Yale University researchers have identified four unique host defense proteins among thousands that seem to play a crucial role in mobilizing the immune system’s response to bacterial infections, they report in the May 6 issue of the journal Science.

The findings suggest it may be possible to find new ways to assist immune-compromised patients to fight off a variety of pathogens, the authors say.

“We can start to think about how to mimic these chemical processes and deliver them in drug form,” said John D. MacMicking, associate professor of microbial pathogenesis at Yale School of Medicine and senior author the study.

The Yale team looked at interferon, an essential part of immune system defense against many different types of pathogens. Interferon activates about 2,000 genes in the host, and the function of most of the genes is not known. That is why interferon therapy, such as that used in the treatment for Hepatitis C, can have adverse side effects.

Researchers focused on a large family of proteins called GTPases involved in the interferon response. They identified four that seem to play a crucial role in combating gastrointestinal illness caused by food-borne bacteria and pulmonary disease caused by a pathogen very similar to the one responsible for tuberculosis.  Mice genetically engineered to lack these proteins were prone to infections, suggesting that the proteins play a protective role as well.

Their key function seems to be an ability to marshal immune system cells called macrophages to produce and direct noxious chemicals akin to bleach to attack foreign pathogens once they enter the host cell. The GTPases help deliver antimicrobial enzymes that make these noxious chemicals within the cell where bacteria normally reside.
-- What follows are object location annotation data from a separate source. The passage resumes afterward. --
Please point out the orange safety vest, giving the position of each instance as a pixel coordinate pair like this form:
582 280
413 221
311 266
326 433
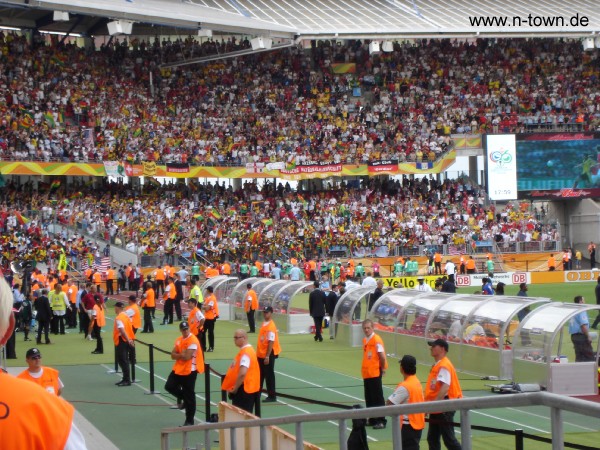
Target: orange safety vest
211 310
136 320
252 378
193 322
415 395
172 292
48 380
31 418
370 364
251 301
100 316
150 300
182 367
263 339
433 386
128 328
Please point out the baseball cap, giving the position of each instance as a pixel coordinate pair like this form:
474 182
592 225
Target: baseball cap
33 352
439 342
408 362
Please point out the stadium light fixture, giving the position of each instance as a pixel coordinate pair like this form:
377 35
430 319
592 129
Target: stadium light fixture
61 16
119 27
374 48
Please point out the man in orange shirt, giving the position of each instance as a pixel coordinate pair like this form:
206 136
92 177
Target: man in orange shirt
374 365
123 339
148 305
97 321
242 380
251 305
211 312
267 350
189 362
46 377
31 417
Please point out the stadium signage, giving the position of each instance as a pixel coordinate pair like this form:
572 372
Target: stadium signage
383 166
178 167
578 276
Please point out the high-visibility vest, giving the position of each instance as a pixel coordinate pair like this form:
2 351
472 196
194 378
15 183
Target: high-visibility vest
128 328
35 419
370 364
252 378
49 379
415 395
182 367
100 316
432 387
211 307
263 340
136 319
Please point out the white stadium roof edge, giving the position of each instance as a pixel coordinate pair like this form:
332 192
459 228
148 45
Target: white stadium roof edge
312 19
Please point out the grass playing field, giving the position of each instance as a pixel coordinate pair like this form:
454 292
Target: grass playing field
326 371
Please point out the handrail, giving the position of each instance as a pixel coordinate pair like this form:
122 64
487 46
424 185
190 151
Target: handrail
556 402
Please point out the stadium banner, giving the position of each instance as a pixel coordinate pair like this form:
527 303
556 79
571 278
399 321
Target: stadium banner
580 276
383 167
343 67
307 172
407 282
149 168
178 168
554 194
114 169
137 170
508 278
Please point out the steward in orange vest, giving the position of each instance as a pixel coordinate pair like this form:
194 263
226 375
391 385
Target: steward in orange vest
189 362
242 380
124 339
409 391
442 383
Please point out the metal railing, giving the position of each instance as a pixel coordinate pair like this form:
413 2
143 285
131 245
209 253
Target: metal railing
556 403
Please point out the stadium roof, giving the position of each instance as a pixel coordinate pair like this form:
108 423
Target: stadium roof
314 19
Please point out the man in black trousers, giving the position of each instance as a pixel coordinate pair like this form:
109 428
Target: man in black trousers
316 307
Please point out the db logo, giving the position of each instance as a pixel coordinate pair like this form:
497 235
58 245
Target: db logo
463 280
519 277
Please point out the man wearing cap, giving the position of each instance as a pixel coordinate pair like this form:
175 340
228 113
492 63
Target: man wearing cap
189 362
97 322
124 339
267 350
195 318
251 305
374 365
409 391
442 384
31 418
422 287
242 380
211 313
46 377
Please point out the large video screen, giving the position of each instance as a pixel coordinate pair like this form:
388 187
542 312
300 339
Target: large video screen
558 161
501 163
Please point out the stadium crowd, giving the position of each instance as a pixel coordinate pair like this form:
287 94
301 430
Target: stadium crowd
219 223
62 102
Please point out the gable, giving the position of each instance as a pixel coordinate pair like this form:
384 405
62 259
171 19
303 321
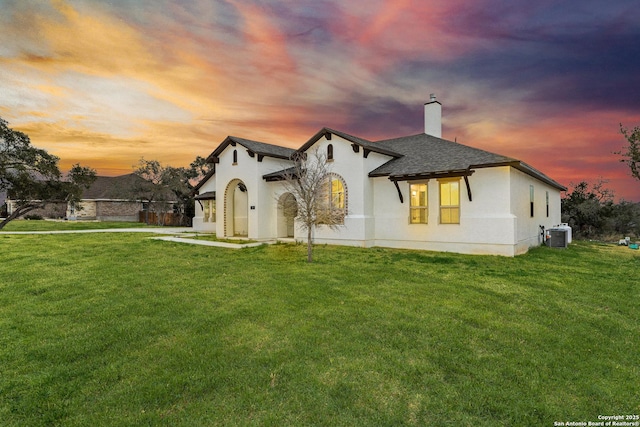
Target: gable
253 148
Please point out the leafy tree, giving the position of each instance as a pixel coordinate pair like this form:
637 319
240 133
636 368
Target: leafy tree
151 189
164 184
586 208
631 155
308 182
31 176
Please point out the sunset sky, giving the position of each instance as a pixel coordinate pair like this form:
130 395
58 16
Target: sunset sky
104 83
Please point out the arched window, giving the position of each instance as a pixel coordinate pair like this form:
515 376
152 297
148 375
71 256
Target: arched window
335 207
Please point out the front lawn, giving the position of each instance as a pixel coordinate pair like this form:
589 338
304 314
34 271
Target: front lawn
50 225
120 330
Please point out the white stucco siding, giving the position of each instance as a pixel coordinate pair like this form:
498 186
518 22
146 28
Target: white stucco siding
486 224
353 168
198 219
528 226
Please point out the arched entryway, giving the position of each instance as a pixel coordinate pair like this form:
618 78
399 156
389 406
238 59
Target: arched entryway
236 209
287 212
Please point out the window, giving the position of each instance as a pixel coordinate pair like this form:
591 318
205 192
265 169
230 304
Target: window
418 204
547 195
450 201
209 210
531 198
335 211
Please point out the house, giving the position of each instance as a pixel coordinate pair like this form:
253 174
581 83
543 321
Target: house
109 199
417 192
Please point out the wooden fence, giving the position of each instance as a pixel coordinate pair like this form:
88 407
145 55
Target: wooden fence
170 219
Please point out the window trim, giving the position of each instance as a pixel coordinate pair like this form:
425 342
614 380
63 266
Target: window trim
448 207
531 201
547 197
424 207
341 211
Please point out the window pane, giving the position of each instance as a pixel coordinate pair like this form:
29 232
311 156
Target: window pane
418 194
455 215
337 194
445 195
455 193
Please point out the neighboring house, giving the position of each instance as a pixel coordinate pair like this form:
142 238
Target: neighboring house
109 199
416 192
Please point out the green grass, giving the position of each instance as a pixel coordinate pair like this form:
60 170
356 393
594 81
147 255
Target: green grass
120 330
48 225
213 238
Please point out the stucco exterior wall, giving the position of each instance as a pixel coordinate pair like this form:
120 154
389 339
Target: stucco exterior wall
486 224
494 220
528 232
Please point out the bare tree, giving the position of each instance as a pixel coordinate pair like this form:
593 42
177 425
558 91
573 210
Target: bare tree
632 154
309 182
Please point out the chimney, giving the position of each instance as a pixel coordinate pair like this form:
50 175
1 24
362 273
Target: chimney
433 117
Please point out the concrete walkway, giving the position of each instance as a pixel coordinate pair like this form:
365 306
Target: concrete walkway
176 234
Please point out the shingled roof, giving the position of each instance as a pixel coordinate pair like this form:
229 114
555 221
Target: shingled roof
255 147
116 188
364 143
426 156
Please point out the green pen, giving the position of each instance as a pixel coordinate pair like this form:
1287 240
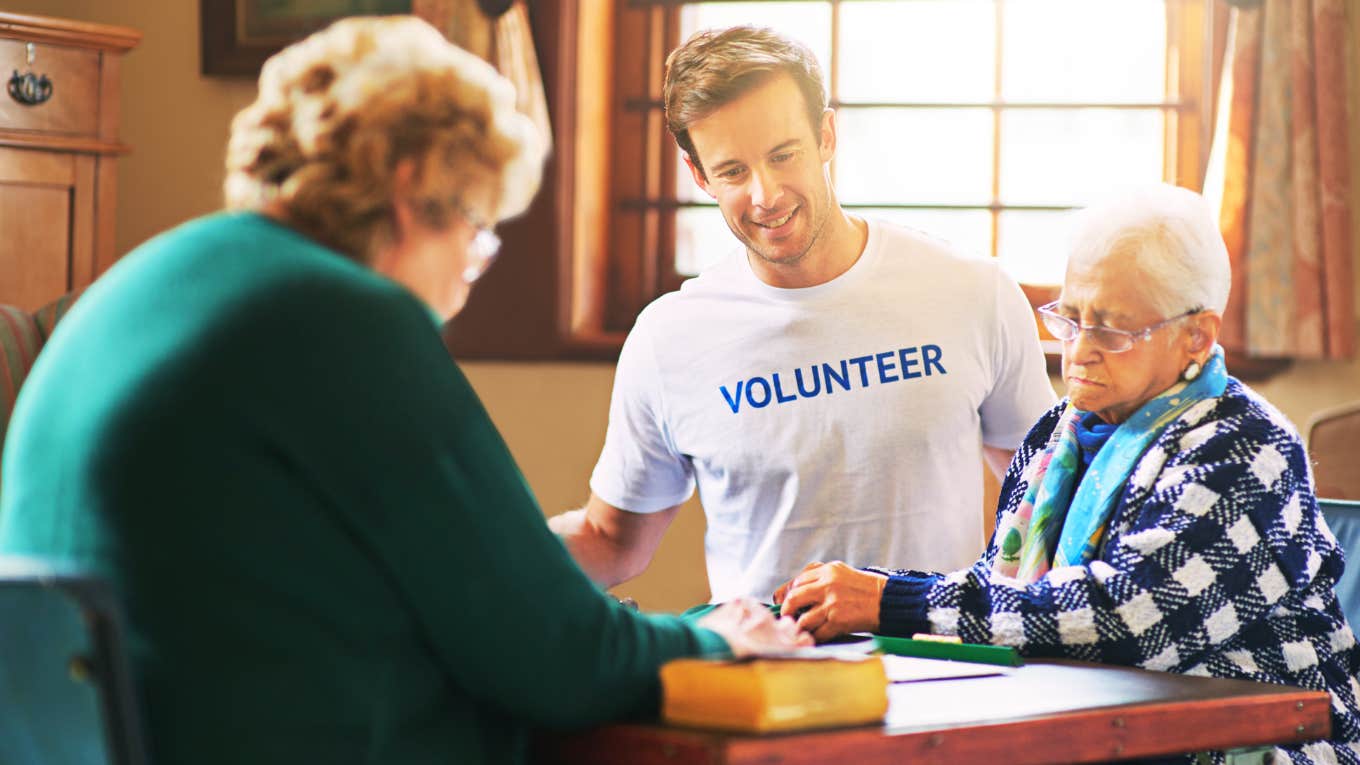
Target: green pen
978 654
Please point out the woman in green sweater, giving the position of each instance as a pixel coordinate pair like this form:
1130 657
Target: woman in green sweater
252 429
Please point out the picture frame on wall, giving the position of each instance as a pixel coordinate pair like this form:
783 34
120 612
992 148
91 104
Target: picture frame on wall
237 36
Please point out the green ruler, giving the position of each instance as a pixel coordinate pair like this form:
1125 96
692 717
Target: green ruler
1003 655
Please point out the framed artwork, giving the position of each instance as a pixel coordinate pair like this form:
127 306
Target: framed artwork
237 36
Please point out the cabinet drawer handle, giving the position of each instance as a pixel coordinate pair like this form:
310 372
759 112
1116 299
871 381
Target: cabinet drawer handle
30 89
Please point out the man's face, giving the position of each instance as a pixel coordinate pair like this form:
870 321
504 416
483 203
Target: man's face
767 169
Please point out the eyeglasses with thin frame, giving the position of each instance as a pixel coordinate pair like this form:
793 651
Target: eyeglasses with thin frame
1105 338
482 249
482 253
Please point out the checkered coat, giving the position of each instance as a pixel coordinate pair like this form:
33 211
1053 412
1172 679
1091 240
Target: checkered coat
1216 562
MacMicking speculated the findings might eventually serve as the basis of highly-targeted treatment for bacterial infections like TB or viral infections such as Hepatitis C, in a way that avoids the negative side effects of interferon therapy. Such a drug could also be used to supplement weaker immune system responses from HIV-infected individuals or others undergoing immune-suppressive therapy.

Other Yale authors are Bae-Hoon Kim, Avinash R. Shenoy, Pradeep Kumar, Rituparna Das and Sangeeta Tiwari.

The National Institutes of Health, Searle Scholars Program, Burroughs-Wellcome Fund, W.W. Winchester Fund and Cancer Research Institute funded the study.